Krolik, of course, as a “rabbit,” has a name associated with rapid breeding, and when Ada shows Van her larvarium, just before she first mentions the name of Krolik, it looks to him like “a glorified rabbitry” (54). Her “fondest dream” is to build a magnificent larvarium in which she and Krolik can breed Fritillaries from “both hemispheres” (404). But that plan (especially in view of the “larva”-“lover” pun: see 95.33n) oddly echoes the Villa Venus project, the “Organized Dream” of adolescent Eric van Veen, put into execution by his grandfather, a chain of high-class brothels or “floramors” to extend over “both hemispheres of our callipygian globe” (348) (italics added).

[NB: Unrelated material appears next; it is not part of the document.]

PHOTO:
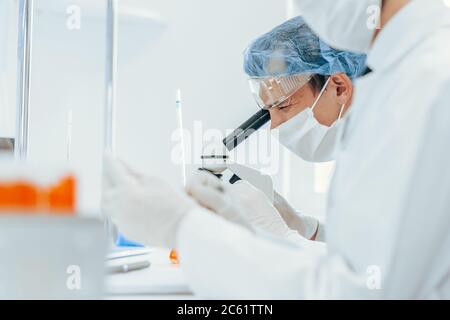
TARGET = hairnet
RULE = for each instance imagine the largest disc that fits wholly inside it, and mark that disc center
(292, 48)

Eric van Veen himself is closely associated with Van Veen, not only through his name but through the fact that he dies late in 1869 in Ex-en-Valais, where Van is born on January 1, 1870. Eric’s name echoes not only Van’s, but that of Venus Erycina, the Roman cult of religious prostitution, and the Dutchness of his name and origins, emphasized throughout the Villa Venus chapter (“of Flemish extraction,” “Ruinen . . . near Zwolle,” “Dudok in Friesland”), links the Villa Venus “parodies of paradise” with the Garden of Earthly Delights of Hieronymus Bosch, whose name pointedly features later in its unfamiliar Dutch form as “Jeroen Anthniszoon van Äken” (438). Both Ada’s dream of the larvarium she and Krolik can construct, and Van’s double Eric’s Villa Venus dream, are grandiose schemes with a world-wide scope to create artificial environments designed for coupling—if not, in the Villa Venus case, for breeding!

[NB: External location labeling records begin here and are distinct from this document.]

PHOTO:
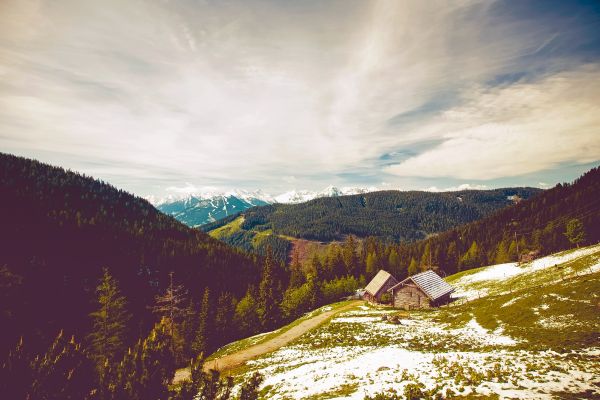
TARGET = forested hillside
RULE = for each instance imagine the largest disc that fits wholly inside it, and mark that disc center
(60, 229)
(560, 218)
(391, 216)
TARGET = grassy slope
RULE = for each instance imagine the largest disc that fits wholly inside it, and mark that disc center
(550, 317)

The idea of “multiplication” both in Krolik’s “rabbit” name and his role in “breeding” (57, 404) butterflies with Ada will be reflected in another strange way, in the proliferation of doctors with rabbit names, from Dr. Lapiner (from French lapin; Marina’s “own Dr. Krolik, pour ainsi dire,” 8.18), to Dr. Seitz (Russian zayats), Dr. Lagosse (Greek lagos), Dr. Coniglietto (Italian), and “Dr. Nikulin (grandson of the great rodentiologist Kunikulinov—we can’t get rid of the lettuce)” (433; Latin cuniculus). A major reason for this prolification of rabbit doctors is that, like the floramors of the Villa Venus project, Krolik and his larvarium and his array of international namesakes playfully echo the multiplication of pleasures in both Bosch’s Garden of Earthly Delights and the Playboy empire.

Hugh Hefner founded Playboy in the 1950s. By the time Nabokov was writing Ada, his project was thriving in the form of the monthly Playboy magazine and a world-wide series of Playboy clubs (the first club opened in Chicago in 1960). Antiterran readers may not know that the emblem of both the club and the magazine was the Playboy bunny, a busty young woman in a black or white strapless swimsuit-like outfit with a rabbit tail, and with cloth rabbit ears pinned up behind her head. Not only were all the serving staff at Playboy clubs dressed as bunnies, but on each cover of Playboy magazine there would also appear a rabbit in some form, perhaps a Playboy bunny, or a toy, or a sketch, or a stylized version of the bunny logo disguised in, for instance, the knot on the bikini pants of the Playmate of the month (see Russell Miller, Bunny: The Real Story of Playboy). The idea was idea not dissimilar to that of the butterfly that the dandy Eustace Tilley looks at through his pince-nez on the original cover of The New Yorker and on each February anniversary issue, which in Pale Fire and Ada prompted Nabokov to rechristen that magazine The Beau and the Butterfly.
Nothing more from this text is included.